We performed a within-twin-pair analysis in SALT to assess if the observed association between frailty scores and any cancer may be influenced by shared genetic and/or environmental factors. The attenuation of the FI-cancer association within MZ twins implies that it could be attributable to genetic influences underlying both traits, instead of being causal. Intervening on frailty is therefore unlikely to result in significant improvement of cancer outcomes. However, this result should also be interpreted with caution. The attenuation of the association between the FI and any cancer in the within-pair analysis of MZ twins to < 1 is somewhat unexpected, given that the corresponding DZ estimate remained similar to population-level estimate in the full sample. In addition, when we performed the population-level analysis in the DZ and MZ twins, the estimates remained similar to the population-level estimate in the full sample, indicating that characteristics of the MZ twin sample per se are unlikely to explain the estimate of < 1. Of note, within-pair-estimates may be biased in the presence of confounding not shared by twins and measurement error in the exposure [45]. The CI was also wide for the within-pair estimate in MZ twins due to the relatively small sample size (n = 3,610 complete pairs). Hence, more studies are warranted to explore to which extent genetic factors account for the association between frailty and risk of cancer.

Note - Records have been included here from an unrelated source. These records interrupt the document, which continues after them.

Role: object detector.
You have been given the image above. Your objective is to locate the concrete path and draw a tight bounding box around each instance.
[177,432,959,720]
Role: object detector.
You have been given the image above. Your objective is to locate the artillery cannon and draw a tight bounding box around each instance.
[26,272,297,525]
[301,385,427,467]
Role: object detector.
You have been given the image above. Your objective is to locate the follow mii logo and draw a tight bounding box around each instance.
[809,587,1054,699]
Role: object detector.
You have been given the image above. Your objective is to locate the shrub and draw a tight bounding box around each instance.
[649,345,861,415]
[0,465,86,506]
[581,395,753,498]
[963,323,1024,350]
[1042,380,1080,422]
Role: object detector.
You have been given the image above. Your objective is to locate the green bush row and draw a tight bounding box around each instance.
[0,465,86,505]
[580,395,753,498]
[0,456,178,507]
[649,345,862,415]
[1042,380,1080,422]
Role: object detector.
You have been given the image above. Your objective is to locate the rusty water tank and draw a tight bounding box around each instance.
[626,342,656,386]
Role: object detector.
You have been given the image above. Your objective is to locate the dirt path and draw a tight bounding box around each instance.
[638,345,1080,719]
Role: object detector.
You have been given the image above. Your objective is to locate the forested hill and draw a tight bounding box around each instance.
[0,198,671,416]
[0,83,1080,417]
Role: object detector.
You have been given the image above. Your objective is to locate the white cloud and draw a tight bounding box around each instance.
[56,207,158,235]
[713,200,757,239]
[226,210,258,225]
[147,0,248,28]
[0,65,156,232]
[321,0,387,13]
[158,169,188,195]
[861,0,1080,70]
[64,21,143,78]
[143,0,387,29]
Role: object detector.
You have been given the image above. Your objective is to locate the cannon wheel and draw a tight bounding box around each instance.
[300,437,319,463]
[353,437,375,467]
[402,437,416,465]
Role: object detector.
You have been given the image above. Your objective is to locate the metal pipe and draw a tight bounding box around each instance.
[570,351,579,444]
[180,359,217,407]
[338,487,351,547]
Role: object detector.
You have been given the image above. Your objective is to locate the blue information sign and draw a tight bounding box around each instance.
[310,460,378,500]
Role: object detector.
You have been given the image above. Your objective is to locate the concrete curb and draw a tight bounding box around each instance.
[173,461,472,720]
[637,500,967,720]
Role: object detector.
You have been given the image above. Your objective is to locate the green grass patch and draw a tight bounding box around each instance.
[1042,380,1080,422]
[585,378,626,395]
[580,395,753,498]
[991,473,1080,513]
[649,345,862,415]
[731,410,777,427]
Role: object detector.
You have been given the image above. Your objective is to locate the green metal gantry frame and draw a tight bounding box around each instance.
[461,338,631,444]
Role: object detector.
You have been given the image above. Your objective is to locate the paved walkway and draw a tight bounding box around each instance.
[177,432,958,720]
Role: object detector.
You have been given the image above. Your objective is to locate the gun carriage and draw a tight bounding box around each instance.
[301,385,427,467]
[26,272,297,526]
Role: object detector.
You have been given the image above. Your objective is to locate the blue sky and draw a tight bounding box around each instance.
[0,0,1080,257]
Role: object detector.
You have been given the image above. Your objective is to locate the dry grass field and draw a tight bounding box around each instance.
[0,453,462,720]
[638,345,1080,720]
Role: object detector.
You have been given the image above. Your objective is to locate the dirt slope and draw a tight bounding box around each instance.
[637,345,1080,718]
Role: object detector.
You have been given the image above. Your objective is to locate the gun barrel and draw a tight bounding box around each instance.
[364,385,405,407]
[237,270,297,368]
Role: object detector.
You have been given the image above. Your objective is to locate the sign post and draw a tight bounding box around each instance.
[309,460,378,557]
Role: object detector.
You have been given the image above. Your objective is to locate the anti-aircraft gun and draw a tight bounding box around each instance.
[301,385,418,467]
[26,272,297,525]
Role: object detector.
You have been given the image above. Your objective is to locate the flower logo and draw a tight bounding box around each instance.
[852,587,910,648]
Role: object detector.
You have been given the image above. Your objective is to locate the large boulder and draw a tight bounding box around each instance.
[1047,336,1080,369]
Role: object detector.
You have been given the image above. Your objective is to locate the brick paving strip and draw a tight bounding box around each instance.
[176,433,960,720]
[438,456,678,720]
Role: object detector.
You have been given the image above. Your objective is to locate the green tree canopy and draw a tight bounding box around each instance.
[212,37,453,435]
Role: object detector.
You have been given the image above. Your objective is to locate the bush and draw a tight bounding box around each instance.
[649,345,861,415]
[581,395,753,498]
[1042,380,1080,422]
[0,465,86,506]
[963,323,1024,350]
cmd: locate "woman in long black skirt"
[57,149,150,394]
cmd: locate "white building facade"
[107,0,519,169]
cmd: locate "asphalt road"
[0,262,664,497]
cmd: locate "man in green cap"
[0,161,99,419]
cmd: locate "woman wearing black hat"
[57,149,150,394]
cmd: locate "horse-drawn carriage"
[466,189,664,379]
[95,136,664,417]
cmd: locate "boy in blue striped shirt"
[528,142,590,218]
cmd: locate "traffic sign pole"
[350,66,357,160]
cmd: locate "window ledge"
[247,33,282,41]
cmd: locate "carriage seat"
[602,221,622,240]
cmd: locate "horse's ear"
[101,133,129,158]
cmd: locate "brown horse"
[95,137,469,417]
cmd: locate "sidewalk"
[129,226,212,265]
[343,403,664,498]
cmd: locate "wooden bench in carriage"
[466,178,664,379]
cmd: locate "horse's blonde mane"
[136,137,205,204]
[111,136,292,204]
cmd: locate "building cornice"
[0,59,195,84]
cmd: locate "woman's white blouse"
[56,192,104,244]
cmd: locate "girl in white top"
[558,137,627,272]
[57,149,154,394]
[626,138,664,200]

This study has strengths and limitations. The large sample consisting of two independent population-based cohorts enabled us to have enough statistical power to delineate the relationship between frailty and cancers that has thus far been understudied. The use of two different frailty measures also allowed us to compare and confirm the associations. However, UKB may not be representative to the general population due to healthy selection [31]. In particular, cancer incidence in UKB has shown to be lower than that in the general population, especially for older adults and women [31]. Besides, as we included mostly white participants, our results may not be generalizable to other populations. As in other observational studies, although we adjusted for several socio-economic and lifestyle factors, there may still be residual or unmeasured confounding. We also could not account for the stage or severity of cancer due to a lack of related information.

To conclude, this study is the largest so far to assess the predictive value of frailty on incident cancer, demonstrating that baseline frailty scores are significantly associated with a higher incidence of any cancer and lung cancer. Meanwhile, the associations may be confounded by genetic factors, and frailty scores provide only limited incremental discriminative ability over common cancer risk factors. Therefore, the currently available frailty scores may not be the optimal tools for cancer risk stratification at the population level.